I have to compare amplitudes of two signal ("ideal " signal and "estimated" signal) and want to compute an amplitude imbalance

For my calculation I used the following equation: $$ A = \frac{\left | A_{max} - A_{aver}\right |}{A_{aver}} \cdot 100% $$

as I do if I need compute a voltage or a current imbalance.

I need the value in dB-scale, so I didnt multiply by 100%... and $ 20 \cdot \log_{10}A$.

Ma result is -25 dB ( the result should be less than 0,5dB, p 20-21 (65)). I think I should use for amplitude imbalance another math equation.

Could someone explain how imbalance should be computed?


1 Answer 1


Compute the dB of each and then subtract the two to get the difference in dB which should be very small. You can get the same result from converting the ratio of the two to dB directly.

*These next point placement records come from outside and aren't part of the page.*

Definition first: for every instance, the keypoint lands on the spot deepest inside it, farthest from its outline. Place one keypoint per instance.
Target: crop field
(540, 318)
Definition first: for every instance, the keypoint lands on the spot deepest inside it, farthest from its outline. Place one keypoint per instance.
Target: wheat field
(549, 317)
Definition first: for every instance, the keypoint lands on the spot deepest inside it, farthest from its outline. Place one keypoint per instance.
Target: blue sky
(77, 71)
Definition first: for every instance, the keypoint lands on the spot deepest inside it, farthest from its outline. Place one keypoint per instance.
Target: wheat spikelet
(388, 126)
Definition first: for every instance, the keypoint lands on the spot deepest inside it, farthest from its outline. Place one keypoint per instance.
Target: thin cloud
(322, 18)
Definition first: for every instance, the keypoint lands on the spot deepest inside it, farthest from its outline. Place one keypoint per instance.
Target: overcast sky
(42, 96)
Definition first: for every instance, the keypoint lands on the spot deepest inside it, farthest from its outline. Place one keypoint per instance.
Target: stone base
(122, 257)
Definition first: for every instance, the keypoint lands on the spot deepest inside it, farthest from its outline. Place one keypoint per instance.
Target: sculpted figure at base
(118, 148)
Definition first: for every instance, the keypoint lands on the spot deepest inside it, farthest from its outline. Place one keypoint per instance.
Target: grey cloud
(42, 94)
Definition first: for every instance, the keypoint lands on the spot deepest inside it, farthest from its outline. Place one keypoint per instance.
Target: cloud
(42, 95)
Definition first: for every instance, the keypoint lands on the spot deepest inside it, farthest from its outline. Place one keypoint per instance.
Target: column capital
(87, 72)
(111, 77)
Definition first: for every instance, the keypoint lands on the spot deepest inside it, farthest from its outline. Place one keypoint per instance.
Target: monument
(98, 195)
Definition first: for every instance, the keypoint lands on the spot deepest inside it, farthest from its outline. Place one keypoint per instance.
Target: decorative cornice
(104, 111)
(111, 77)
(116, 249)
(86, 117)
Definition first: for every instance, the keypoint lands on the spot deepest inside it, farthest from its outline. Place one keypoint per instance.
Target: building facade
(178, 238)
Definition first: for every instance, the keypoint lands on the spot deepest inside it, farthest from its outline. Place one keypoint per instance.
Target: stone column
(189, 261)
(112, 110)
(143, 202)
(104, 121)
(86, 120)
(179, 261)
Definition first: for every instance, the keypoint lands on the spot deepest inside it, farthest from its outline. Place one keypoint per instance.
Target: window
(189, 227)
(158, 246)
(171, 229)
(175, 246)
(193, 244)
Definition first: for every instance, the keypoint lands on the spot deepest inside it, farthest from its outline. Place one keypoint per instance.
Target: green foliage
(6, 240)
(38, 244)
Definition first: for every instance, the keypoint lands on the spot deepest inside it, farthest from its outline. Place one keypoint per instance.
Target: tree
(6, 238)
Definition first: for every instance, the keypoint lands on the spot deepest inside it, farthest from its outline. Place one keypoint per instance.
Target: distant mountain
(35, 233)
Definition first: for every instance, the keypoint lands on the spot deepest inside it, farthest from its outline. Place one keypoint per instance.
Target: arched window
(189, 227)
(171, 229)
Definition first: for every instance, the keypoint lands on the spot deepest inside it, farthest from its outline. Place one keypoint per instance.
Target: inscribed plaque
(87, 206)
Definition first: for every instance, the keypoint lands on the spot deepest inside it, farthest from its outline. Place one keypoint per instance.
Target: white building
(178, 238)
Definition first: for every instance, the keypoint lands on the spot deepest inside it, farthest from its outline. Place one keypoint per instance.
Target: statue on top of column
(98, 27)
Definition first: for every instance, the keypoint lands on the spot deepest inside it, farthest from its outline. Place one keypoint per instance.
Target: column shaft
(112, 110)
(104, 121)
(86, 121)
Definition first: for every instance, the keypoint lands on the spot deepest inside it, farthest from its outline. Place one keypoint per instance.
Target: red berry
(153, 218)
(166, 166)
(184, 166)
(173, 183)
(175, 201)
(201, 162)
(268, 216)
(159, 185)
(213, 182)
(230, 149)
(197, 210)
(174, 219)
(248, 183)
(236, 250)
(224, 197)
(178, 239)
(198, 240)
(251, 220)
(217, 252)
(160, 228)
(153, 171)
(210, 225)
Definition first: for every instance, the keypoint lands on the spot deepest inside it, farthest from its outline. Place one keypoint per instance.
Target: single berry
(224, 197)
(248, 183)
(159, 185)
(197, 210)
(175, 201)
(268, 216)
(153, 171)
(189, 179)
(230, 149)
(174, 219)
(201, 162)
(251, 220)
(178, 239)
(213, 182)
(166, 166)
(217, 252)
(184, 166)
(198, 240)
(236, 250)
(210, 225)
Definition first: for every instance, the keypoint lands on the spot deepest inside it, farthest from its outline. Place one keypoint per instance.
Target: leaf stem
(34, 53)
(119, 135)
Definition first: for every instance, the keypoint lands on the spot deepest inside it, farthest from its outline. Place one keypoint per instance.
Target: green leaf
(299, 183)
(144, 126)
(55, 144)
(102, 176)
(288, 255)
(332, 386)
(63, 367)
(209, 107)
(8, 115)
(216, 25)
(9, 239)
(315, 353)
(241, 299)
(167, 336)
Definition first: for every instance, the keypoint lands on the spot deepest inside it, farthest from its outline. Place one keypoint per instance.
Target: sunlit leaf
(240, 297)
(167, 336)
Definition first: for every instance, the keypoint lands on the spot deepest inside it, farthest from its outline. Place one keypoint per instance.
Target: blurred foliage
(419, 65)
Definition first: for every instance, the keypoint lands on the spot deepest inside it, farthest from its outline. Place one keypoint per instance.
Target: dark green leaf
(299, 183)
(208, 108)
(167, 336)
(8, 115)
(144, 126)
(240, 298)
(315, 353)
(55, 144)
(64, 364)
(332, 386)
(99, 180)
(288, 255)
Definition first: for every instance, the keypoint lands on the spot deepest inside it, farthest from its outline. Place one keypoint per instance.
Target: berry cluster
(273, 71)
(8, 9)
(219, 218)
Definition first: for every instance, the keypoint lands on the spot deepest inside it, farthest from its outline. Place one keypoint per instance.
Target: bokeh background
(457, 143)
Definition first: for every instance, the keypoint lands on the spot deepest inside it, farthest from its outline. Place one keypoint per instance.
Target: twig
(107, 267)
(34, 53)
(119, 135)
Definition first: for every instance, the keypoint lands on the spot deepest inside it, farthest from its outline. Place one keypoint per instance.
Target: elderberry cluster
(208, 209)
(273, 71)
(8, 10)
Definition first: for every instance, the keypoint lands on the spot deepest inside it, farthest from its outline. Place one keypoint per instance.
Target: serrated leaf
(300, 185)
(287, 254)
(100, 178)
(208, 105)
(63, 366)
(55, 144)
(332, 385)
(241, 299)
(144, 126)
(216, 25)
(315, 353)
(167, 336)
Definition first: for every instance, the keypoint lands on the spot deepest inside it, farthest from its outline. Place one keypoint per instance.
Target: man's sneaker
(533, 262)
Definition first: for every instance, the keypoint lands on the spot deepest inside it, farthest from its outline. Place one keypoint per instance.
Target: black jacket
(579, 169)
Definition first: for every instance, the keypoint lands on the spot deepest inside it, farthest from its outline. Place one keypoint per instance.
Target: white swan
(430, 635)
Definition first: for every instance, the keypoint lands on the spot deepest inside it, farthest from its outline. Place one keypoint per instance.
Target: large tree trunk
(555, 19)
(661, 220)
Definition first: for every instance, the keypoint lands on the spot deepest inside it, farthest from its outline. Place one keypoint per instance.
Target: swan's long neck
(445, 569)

For dB of voltage quantities of AC sources that are arbitrary waveforms you would use the rms value, so the difference between two different sources in dB using both approaches would be:

$$20Log_{10}(A_1) - 20Log_{10}(A_2)$$


Where $A_1$ is the rms value for source 1 and $A_2$ is the rms value for source 2. The rms value can never be negative or complex. Since we are using a ratio, if the two waveforms are similar (both sinusoids for example), then any other consistent metric of amplitude could be used, such as peak amplitude instead of rms).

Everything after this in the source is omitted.